Configuration is fairly straight forward. You simply enter a SQL query that returns a single row of data. One column must be named Value and will be used as the value for comparison and for historical charting. You may also specify a column of Summary which will be used as the summary text if the check returns an OK status. You should design your queries to be fast, but just in case you have on that may take a long time to run you can specify a timeout in seconds in the Query Timeout field.

Next you can specify a warning comparison type and value as well as an error comparison type and value. If the returned value matches the Warning Comparison Type and the Warning Comparison Value then the check is put into the Warning state. If the returned value matches the Error Comparison Type and the Error Comparison Value then the check is put into the Error state. Since SNMP values can be numerical or string values, the comparison types include two string comparisons. So if you are querying a string value that might contain the word "fail" if a problem exists, you can specify Contains fail to detect that condition.

Finally, since we don't know what kind of value is being returned (temperature, disk space, etc.) we don't know what type of label to use when identifying the value. You will need to enter a Value Label to identify those values. For example, if you are running a check on how many people are in the database, you would enter person in that field. It will automatically be pluralized as needed and will result in a final text string that looks something like 8,419 people.

To give you an idea of the kinds of things you can do, this is the query we use to monitor the CPU usage on our Azure SQL instance (note: this only works on Azure and not on-premise SQL).

SELECT
    CAST(AVG(avg_cpu_percent) AS decimal(18, 2)) AS [Value],
    'Currently using ' + CAST(CAST(AVG(avg_cpu_percent) AS decimal(18, 2)) AS varchar(10)) + '% of ' + CAST(MAX(dtu_limit) AS VARCHAR(10)) + ' DTUs.' AS [Summary]
FROM sys.dm_db_resource_stats
WHERE [end_time] >= DATEADD(MINUTE, -5, GETDATE())
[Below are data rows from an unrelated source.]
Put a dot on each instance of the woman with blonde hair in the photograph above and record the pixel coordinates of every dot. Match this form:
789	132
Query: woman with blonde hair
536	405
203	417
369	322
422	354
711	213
A bit of information on what the above is doing. An Azure SQL database stores statistical data in the sys.dm_db_resource_stats table. These are 30 second averages. Because we have the check configured to run every five minutes, we are taking all rows from the past five minutes and averaging them all together. This gives us a five minute average value. Next we want a pretty summary string so we take that same five minute average and also pull the DTU size the database is currently configured for. The final result is a summary string like Currently using 4.28% of 20 DTUs.

Note: This component must be run on the Rock server itself, which means you may need to specify the Rock server in the Collector Override when you attach it to a device profile.

Warning: Usually these SQL queries you will be running are not things you need to update every five minutes. Update your Check Interval with an appropriate value. For example if you are monitoring the number of people in the Web Prospects role, you probably don't need to update that value every five minutes. Configure it to run hourly, or maybe even daily.

TCP Port Open

TCP Port Open

Wouldn't it be nice if you could monitor your Exchange server to ensure it hadn't crashed? Or your Linux hosts to make sure they are still responding to SSH connections correctly? That is exactly what the TCP Port Open component is for. At it's most basic level, it ensures that it can successfully connect to the host on the given port number. These are specified by the Address and Port fields. You can also specify the time in milliseconds to wait for a connection with the Timeout field.

But just connecting to the port doesn't necessarily tell you things are working correctly. Most services send some form of "hello" string when you first open a connection to them. If the port you are connecting to is one of these, then you can enter a value in the Signature field to match against that text data it sends. This is a regular expression field which means you can do some pretty advanced matching. To see a few examples of how this works, take a look at the SSH Service, SMTP Service and IMAP4 Service checks.